Archie rollt den Plan zusammen, steckt ihn in seinen Rucksack, der neben ihm auf dem Boden liegt und erhebt sich.

"Ich muss los. Du kommst ja klar."

"Archie -", setze ich an.

"Hör zu, wir kennen uns nicht. Es ist okay, dass du hier wohnst, aber du machst deine Sache und ich mache meine. Okay?"

Ich senke den Blick. Zwecklos, er lässt nicht mit sich reden. Als die Tür hinter ihm zuschlägt, greife ich nachdenklich nach meinem Handy. Vielleicht sollte ich Jug schreiben. Oder Veronica. Irgendjemandem, der zu Archie durchdringt. Aber das würde sein kaum vorhandenes Vertrauen in mich komplett zerstören. Also raffe ich mich auf, ziehe mir bequemere Klamotten an und mache mich auf den Weg, Archie zu folgen. Das ich kein Auto habe macht die Sache schwieriger. In der Garage finde ich ein rostiges Fahrrad. Das wird gehen.


Jagd. Er will Jagd auf ihn machen. Ich kaue auf meiner Unterlippe herum, während ich durch die malerischen Straßen der Northside fahre. Kaum zu glauben, dass hier ein Killer sein Unwesen treibt. Es ist so ... friedlich. Offenbar bin ich lange unterwegs, denn es wird dunkel und ich stelle zu meinem Unmut fest, dass das Rad kein Licht hat. Andererseits bin ich so besser getarnt. Was will er tun, wenn er Black Hood in die Arme läuft? Ihn verprügeln? Soweit ich informiert bin, hat der Typ eine Waffe und ist gewillt, sie zu benutzen. Das Vibrieren an meiner Hüfte reißt mich aus meinen düsteren Gedanken. Ich bleibe stehen und nehme den Anruf entgegen.

"Was gibts, Jug?"

"Erstens wollte ich mich versichern, dass es dir gut geht und zweitens sichergehen, dass du sowas nicht nochmal machst."

"Habt ihr nichts Besseres zu tun?", erwidere ich schroff. Einige Meter entfernt rollt ein Wagen über die Kreuzung, der Archies, soweit ich das in der Dämmerung beurteilen kann, sehr ähnlich sieht. Ich trete fester in die Pedale.
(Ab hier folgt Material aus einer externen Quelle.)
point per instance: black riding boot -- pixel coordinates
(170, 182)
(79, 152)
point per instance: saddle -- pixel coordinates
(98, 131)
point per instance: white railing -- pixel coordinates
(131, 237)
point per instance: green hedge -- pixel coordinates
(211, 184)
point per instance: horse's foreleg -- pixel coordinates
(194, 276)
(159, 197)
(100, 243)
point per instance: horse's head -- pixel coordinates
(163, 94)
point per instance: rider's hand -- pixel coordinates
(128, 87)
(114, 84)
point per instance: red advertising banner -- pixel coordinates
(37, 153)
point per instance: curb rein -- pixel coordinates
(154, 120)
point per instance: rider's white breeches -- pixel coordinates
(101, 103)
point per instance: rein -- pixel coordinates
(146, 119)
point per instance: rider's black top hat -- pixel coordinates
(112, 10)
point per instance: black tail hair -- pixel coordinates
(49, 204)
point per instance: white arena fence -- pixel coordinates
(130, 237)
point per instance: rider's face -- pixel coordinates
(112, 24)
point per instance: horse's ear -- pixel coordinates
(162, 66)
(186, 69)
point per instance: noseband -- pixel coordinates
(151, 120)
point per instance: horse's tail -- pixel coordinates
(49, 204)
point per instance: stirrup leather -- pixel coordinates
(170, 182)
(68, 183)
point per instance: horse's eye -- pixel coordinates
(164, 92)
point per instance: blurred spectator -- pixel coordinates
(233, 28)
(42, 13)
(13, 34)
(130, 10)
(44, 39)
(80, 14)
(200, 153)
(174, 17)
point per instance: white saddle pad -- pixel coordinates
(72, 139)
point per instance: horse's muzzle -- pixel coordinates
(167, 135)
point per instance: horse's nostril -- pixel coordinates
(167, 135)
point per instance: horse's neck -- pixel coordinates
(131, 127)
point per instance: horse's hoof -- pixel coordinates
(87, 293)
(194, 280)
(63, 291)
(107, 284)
"Ich habe dich gewarnt. Mehr kann ich nicht für dich tun", sagt Jughead, "joggst du gerade?"

Ich bin ewig nicht mehr einhändig Rad gefahren, aber ich muss am Wagen dranbleiben. Meine Haare fliegen mir ins Gesicht und ich habe Mühe, das Tempo zu halten.
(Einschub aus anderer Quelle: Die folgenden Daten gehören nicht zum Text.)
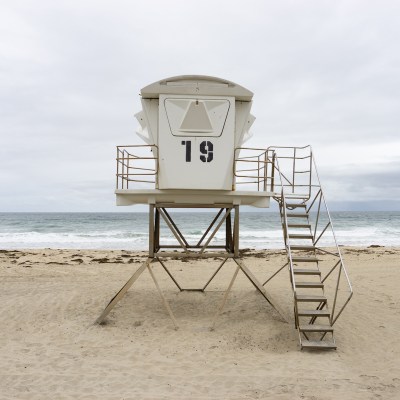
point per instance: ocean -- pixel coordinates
(129, 230)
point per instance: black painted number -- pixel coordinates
(206, 150)
(188, 146)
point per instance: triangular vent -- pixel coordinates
(196, 118)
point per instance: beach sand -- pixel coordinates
(50, 348)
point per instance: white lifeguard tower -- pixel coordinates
(194, 128)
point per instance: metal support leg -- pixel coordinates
(221, 307)
(214, 274)
(122, 292)
(164, 300)
(260, 288)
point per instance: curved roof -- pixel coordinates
(196, 84)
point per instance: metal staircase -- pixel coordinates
(311, 311)
(306, 225)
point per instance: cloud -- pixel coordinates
(323, 73)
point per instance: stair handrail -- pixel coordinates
(286, 234)
(339, 254)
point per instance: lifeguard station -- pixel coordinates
(194, 128)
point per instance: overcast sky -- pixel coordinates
(325, 73)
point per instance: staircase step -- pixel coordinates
(318, 344)
(301, 247)
(301, 271)
(315, 328)
(305, 259)
(297, 215)
(295, 205)
(300, 236)
(309, 285)
(310, 298)
(313, 313)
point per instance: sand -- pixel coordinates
(50, 348)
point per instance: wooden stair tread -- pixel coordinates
(310, 298)
(302, 271)
(313, 313)
(305, 259)
(318, 344)
(301, 247)
(315, 328)
(295, 205)
(309, 285)
(300, 236)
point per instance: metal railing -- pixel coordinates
(296, 168)
(140, 167)
(253, 166)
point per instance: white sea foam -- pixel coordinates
(130, 231)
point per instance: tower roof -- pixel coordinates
(196, 84)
"Nein! Jug, ich kann jetzt nicht telefonieren. Ich habe die Warnung verstanden, keine Sorge. Ich meld mich bei dir."

Schnell beende ich das Gespräch und verstaue das Handy in der Bauchtasche meines Hoodies. Plötzlich bremst der Wagen ab, macht kehrt und fährt die Straße zurück. Ich erkenne nicht, wer am Steuer sitzt und hoffe, ebenfalls unbemerkt geblieben zu sein. Dennoch gebe ich die Verfolgung auf.

Ich bin hellwach, als ich Archie nach Hause kommen höre. Die Treppenstufen quietschen gedämpft. Schnell springe ich aus dem Bett und öffne die Zimmertür. Er verschwindet gerade im Bad. Auch, wenn ich weiß, dass ich ihn nerve, klopfe ich zaghaft an die Tür und atme tief durch, ehe ich etwas sage.

"Archie?", frage ich, "alles okay bei dir?"

Der Wasserhahn wird zugedreht und der Schlüssel im Schloss gedreht. Als er die Tür öffnet, sieht er nicht wütend aus. 

"Hast du auf mich gewartet?"

"Ich habe mir Sorgen gemacht", gebe ich zu, "auch, wenn jeder sein Ding macht."

Ich mache kehrt, um endgültig ins Bett zu gehen und vielleicht einige unruhige Stunden zu schlafen, doch er hält mich auf.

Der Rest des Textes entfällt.